Private Sub btnSpeakToFile_Click(ByVal sender As System.Object, ByVal e As System.EventArgs) Handles btnSpeakToFile.Click
 Dim Voice As SpVoice
 Voice = New SpVoice()
 StatusBar1.Text = "Saving to file..."

 Dim sfd As SaveFileDialog = New SaveFileDialog()

 sfd.Filter = "All files (*.*)|*.*|wav files (*.wav)|*.wav"
 sfd.Title = "Save to a wave file"
 sfd.FilterIndex = 2
 sfd.RestoreDirectory = True

 If sfd.ShowDialog() = DialogResult.OK Then
 Dim SpFileMode As SpeechStreamFileMode = SpeechStreamFileMode.SSFMCreateForWrite
 Dim SpFileStream As SpFileStream = New SpFileStream()

 SpFileStream.Open(sfd.FileName, SpFileMode, False)
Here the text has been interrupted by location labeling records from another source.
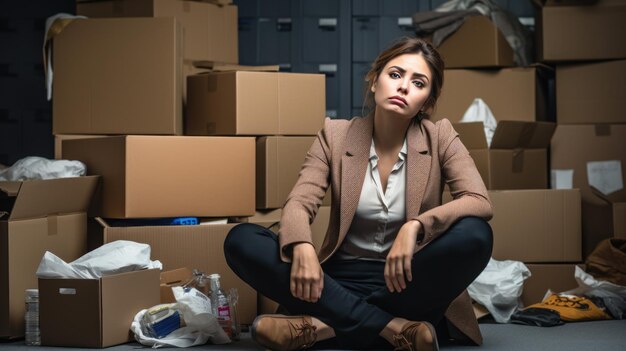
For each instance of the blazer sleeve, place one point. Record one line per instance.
(467, 188)
(307, 194)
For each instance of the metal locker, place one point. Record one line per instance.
(331, 70)
(319, 8)
(248, 41)
(247, 8)
(392, 28)
(320, 40)
(365, 38)
(359, 70)
(399, 7)
(36, 125)
(10, 135)
(274, 41)
(275, 8)
(365, 8)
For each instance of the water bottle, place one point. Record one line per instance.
(220, 305)
(32, 336)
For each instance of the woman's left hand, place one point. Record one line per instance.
(398, 262)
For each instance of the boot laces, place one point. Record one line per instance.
(402, 344)
(303, 333)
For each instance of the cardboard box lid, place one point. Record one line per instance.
(508, 135)
(37, 198)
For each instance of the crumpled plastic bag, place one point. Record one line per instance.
(33, 167)
(613, 295)
(200, 325)
(499, 288)
(113, 258)
(480, 112)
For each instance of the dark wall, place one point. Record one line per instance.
(25, 113)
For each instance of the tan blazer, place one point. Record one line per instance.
(339, 157)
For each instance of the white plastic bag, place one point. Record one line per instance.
(613, 295)
(499, 288)
(200, 325)
(112, 258)
(34, 167)
(480, 112)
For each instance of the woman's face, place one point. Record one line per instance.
(403, 85)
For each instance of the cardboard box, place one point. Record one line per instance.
(37, 216)
(170, 279)
(517, 157)
(536, 225)
(255, 103)
(58, 142)
(557, 277)
(118, 76)
(600, 147)
(619, 220)
(512, 94)
(170, 176)
(603, 103)
(94, 312)
(477, 43)
(210, 30)
(576, 33)
(318, 230)
(278, 163)
(199, 246)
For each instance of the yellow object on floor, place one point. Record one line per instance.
(573, 308)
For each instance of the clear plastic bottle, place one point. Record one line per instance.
(31, 317)
(220, 305)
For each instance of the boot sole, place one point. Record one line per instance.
(434, 334)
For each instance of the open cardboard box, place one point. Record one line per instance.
(37, 216)
(170, 279)
(94, 312)
(517, 157)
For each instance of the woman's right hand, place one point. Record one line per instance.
(307, 277)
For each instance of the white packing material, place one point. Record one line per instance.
(200, 325)
(113, 258)
(499, 288)
(479, 111)
(33, 167)
(613, 295)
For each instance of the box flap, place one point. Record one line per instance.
(472, 134)
(522, 135)
(10, 189)
(37, 198)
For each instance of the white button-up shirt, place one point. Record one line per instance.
(379, 215)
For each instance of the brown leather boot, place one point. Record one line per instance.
(284, 333)
(417, 336)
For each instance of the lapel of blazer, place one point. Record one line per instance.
(418, 168)
(353, 168)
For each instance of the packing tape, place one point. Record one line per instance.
(518, 160)
(53, 224)
(603, 129)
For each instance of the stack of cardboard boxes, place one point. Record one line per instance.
(532, 223)
(587, 150)
(285, 111)
(171, 140)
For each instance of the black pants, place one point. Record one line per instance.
(355, 301)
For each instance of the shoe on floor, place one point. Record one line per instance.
(284, 333)
(417, 336)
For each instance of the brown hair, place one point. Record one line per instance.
(408, 45)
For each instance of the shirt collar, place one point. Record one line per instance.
(401, 155)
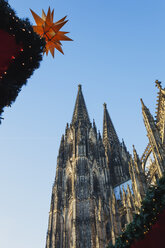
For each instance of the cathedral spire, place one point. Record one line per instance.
(109, 132)
(80, 111)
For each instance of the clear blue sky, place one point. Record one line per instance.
(117, 54)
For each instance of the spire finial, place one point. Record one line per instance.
(158, 84)
(80, 111)
(105, 106)
(142, 102)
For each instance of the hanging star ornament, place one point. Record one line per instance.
(50, 30)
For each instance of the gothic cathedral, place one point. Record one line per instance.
(85, 210)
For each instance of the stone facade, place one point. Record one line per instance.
(85, 212)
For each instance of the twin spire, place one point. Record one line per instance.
(81, 114)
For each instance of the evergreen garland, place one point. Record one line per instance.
(23, 66)
(152, 205)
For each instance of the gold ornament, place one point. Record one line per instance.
(50, 31)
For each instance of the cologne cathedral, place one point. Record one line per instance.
(85, 211)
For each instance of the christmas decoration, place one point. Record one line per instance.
(21, 52)
(148, 227)
(50, 31)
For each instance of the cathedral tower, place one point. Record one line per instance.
(80, 206)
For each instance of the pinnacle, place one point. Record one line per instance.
(109, 131)
(80, 111)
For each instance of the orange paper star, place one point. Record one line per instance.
(50, 31)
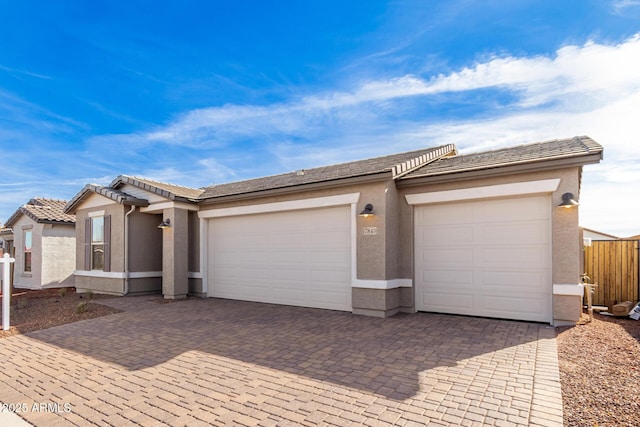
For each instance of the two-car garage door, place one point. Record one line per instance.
(485, 258)
(300, 258)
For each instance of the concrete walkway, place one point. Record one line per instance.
(218, 362)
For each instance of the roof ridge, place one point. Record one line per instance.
(138, 178)
(410, 165)
(304, 171)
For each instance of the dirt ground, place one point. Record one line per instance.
(35, 310)
(600, 372)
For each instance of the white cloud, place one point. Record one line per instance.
(593, 89)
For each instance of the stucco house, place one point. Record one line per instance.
(42, 239)
(487, 234)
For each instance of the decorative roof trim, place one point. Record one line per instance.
(155, 187)
(115, 195)
(409, 166)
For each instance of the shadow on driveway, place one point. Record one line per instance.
(382, 356)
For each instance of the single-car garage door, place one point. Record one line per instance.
(485, 258)
(300, 258)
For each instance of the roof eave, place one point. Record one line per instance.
(533, 166)
(300, 188)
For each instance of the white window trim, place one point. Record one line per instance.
(544, 186)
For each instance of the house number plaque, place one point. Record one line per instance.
(369, 231)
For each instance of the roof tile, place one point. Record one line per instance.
(43, 210)
(321, 174)
(522, 154)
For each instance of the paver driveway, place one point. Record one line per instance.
(219, 362)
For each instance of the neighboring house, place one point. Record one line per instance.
(597, 235)
(41, 238)
(429, 230)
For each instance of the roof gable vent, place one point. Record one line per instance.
(404, 168)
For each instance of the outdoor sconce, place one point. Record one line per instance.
(567, 201)
(367, 211)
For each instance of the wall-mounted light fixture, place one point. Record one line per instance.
(567, 201)
(367, 211)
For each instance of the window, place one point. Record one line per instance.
(97, 243)
(97, 239)
(28, 241)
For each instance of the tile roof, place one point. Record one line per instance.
(392, 164)
(163, 189)
(110, 193)
(42, 210)
(523, 154)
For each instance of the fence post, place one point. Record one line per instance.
(6, 261)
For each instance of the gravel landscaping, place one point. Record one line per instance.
(599, 360)
(600, 372)
(35, 310)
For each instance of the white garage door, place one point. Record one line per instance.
(485, 258)
(300, 258)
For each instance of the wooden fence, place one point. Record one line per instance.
(613, 265)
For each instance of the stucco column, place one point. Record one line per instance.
(175, 250)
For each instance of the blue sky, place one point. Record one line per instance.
(203, 92)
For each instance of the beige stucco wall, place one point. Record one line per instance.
(175, 254)
(194, 242)
(21, 278)
(145, 242)
(58, 255)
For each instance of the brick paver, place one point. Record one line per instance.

 Voice.AudioOutputStream = SpFileStream
 Voice.Speak(txtSpeech.Text, SpeechLib.SpeechVoiceSpeakFlags.SVSFlagsAsync)
 Voice.WaitUntilDone(Timeout.Infinite)

 SpFileStream.Close()
 End If
 StatusBar1.Text = "SAPI Disabled..."
End Sub

Testing the Application

You are now in position to test the application after you save it. When you start it, the screen should look like Figure 21.2.

click to expand
Figure 21.2: Your application should be similar on startup.

You can now try the various buttons to see how each of them performs. When you test the Speak to File button, you can test the resulting WAV file by double-clicking it. The application that has been set to open WAV files (by default, this is Media Player) opens and plays the file similarly to Figure 21.3.

click to expand
Figure 21.3: The file being played back in Media Player.

Summary

In this chapter, we built the first of two programs based on the SAPI 5.1 Speech SDK. We used the built-in grammar as we tested the speech recognition capabilities. Although it is certainly very good, there are certain types of applications that can benefit from more precise recognition. This brings us to Chapter 22, Custom Grammars for Speech Recognition, in which we build an application that performs basic arithmetic. The numbers and operations are all completed by speech recognition using a custom grammar.